Pfeffer and DeVoe have also studied how organizational practices affect people’s decisions to do non-compensated work. They found that people paid hourly spend about 36 percent less time volunteering than salaried people.
In the first study of their recent trilogy, the researchers questioned workday commuters in a train station to determining their attitudes toward time and money. Commuters were asked to react to statements such as “If I have wasted time/money on a particular activity or item, I try to save it on another activity or item,” and “I feel I must make sure that past expenditures of money/time are not wasted.” Sure enough, those who punched a time clock or billed by the hour were more likely than salaried folk to answer similarly for both time and money issues.
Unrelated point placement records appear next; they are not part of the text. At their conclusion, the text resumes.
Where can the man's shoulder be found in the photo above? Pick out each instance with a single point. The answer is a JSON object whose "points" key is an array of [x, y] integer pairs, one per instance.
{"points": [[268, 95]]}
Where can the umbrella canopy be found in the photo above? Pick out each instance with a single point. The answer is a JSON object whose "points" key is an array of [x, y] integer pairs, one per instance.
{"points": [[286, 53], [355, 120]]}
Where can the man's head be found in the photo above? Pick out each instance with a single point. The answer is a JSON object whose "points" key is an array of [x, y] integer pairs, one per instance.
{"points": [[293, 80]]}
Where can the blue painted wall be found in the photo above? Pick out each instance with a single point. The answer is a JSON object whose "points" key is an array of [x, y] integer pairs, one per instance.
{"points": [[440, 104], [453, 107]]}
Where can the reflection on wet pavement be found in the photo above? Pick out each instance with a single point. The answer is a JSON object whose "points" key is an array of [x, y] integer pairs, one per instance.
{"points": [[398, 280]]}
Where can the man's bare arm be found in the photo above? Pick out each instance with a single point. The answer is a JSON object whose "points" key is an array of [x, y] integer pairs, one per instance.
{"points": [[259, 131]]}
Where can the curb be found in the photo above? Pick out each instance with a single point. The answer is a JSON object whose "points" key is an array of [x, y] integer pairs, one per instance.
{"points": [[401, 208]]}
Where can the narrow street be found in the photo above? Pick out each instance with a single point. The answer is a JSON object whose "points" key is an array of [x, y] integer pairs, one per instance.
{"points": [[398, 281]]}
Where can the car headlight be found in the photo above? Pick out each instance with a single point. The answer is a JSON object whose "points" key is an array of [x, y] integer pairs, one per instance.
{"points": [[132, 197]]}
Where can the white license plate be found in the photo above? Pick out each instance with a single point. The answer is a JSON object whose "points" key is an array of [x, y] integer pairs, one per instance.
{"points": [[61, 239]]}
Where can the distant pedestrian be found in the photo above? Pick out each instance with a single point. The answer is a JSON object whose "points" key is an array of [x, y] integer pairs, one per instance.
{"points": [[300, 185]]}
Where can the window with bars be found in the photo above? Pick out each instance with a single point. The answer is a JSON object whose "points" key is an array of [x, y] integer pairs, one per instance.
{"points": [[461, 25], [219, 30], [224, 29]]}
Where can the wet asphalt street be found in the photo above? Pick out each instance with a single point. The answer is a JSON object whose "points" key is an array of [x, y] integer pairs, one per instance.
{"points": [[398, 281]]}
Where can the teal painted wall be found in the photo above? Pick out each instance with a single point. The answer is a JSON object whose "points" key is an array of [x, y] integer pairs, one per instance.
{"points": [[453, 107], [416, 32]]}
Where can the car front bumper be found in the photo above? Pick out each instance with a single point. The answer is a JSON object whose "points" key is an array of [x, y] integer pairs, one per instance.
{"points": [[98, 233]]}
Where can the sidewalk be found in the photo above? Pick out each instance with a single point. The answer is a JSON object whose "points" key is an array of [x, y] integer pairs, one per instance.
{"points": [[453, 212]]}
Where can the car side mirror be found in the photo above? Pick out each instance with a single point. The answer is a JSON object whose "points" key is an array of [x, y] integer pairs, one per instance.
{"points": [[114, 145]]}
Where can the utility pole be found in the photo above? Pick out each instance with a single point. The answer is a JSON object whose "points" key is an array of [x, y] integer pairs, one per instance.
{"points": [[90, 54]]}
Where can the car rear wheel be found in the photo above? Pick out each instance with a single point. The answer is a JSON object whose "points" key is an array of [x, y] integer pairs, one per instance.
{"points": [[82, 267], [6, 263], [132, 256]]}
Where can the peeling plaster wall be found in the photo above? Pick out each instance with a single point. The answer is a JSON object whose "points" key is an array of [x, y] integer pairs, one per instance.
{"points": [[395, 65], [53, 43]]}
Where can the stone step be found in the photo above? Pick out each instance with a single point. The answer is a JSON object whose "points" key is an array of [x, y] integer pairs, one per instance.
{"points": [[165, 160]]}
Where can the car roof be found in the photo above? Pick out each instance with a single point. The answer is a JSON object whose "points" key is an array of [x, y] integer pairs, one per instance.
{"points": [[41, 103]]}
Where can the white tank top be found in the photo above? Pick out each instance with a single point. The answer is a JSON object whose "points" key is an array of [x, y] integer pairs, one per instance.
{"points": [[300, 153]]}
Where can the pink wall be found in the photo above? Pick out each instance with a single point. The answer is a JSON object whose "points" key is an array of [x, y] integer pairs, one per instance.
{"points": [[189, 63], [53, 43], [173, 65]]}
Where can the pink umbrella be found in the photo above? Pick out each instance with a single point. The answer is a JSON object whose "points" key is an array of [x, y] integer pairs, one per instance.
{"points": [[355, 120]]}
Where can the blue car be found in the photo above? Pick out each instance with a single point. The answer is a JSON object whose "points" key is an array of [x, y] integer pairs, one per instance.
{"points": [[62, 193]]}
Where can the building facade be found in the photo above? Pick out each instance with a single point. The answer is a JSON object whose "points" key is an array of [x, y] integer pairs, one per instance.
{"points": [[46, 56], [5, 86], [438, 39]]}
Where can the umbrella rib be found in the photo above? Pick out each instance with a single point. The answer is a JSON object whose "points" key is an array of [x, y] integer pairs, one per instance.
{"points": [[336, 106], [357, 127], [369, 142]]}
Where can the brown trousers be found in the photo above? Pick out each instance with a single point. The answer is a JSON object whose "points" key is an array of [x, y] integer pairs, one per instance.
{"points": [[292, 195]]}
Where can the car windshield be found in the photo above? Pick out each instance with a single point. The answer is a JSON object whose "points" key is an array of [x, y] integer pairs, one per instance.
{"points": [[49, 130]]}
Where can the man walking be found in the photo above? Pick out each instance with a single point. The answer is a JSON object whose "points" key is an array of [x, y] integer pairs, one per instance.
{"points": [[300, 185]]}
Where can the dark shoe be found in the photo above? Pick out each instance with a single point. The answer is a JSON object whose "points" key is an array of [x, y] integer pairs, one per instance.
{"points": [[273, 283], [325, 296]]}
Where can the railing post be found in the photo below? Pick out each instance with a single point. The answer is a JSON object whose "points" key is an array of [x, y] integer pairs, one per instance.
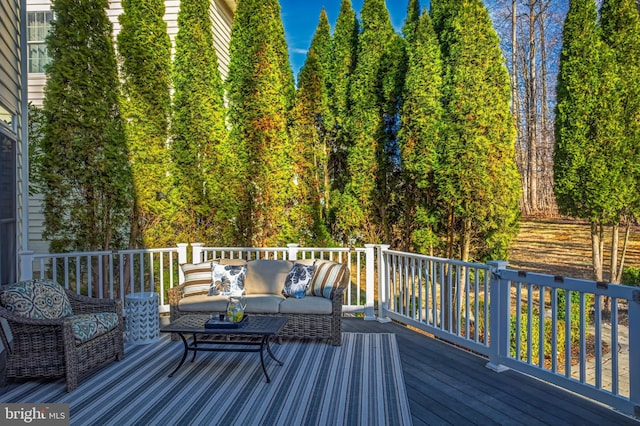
{"points": [[498, 317], [26, 266], [182, 258], [383, 288], [196, 252], [293, 252], [634, 351], [369, 313]]}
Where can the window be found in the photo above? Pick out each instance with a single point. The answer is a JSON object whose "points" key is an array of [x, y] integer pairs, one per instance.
{"points": [[38, 24], [8, 223]]}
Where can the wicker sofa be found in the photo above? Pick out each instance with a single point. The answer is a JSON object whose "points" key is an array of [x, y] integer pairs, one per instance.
{"points": [[312, 316], [49, 331]]}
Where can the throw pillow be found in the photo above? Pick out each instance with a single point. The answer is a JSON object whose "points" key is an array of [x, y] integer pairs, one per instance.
{"points": [[298, 280], [197, 278], [227, 279], [327, 276], [36, 299]]}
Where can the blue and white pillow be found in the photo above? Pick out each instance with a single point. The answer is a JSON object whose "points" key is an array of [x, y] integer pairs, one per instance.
{"points": [[298, 280], [227, 280]]}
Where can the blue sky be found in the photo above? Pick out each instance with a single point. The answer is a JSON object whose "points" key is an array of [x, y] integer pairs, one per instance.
{"points": [[300, 19]]}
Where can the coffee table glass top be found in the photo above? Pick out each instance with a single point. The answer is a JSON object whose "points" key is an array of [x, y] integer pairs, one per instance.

Mentally, they treated the minutes and dollars as nearly equivalent commodities, while those who did not determine their salary by the hour agreed less strongly, and therefore accounted for their time differently than for money.
In the second study, Pfeffer and DeVoe used U.S. Census Bureau survey data on whether respondents were willing to trade more time for more money. When given the choice of working less time for less money, the same time for the same money, or more time for more money, people paid by the hour preferred to work more and thus earn more. The result was the same even when the effects of income, age, martial status, gender, or educational attainment were statistically controlled.
Such workaholics can be cultivated with the stroke of a calculator, it seems. In a third study, once salaried employees were asked to compute their hourly rate of pay, they, too, began to indicate a willingness to work more hours for more money. “Once the value of their hour was made plain to them, they began to think more like hourly employees,” Pfeffer says.
“There’s some evidence that people feel more overworked and pressed for time than ever before, which is inconsistent with most measures to date of how much people are actually working in comparison to their leisure time,” Pfeffer says. “One reason may be that if you come to see time as money, you will feel more stressed because even when you’re not at work, the opportunity costs of not working will weigh more heavily on you.”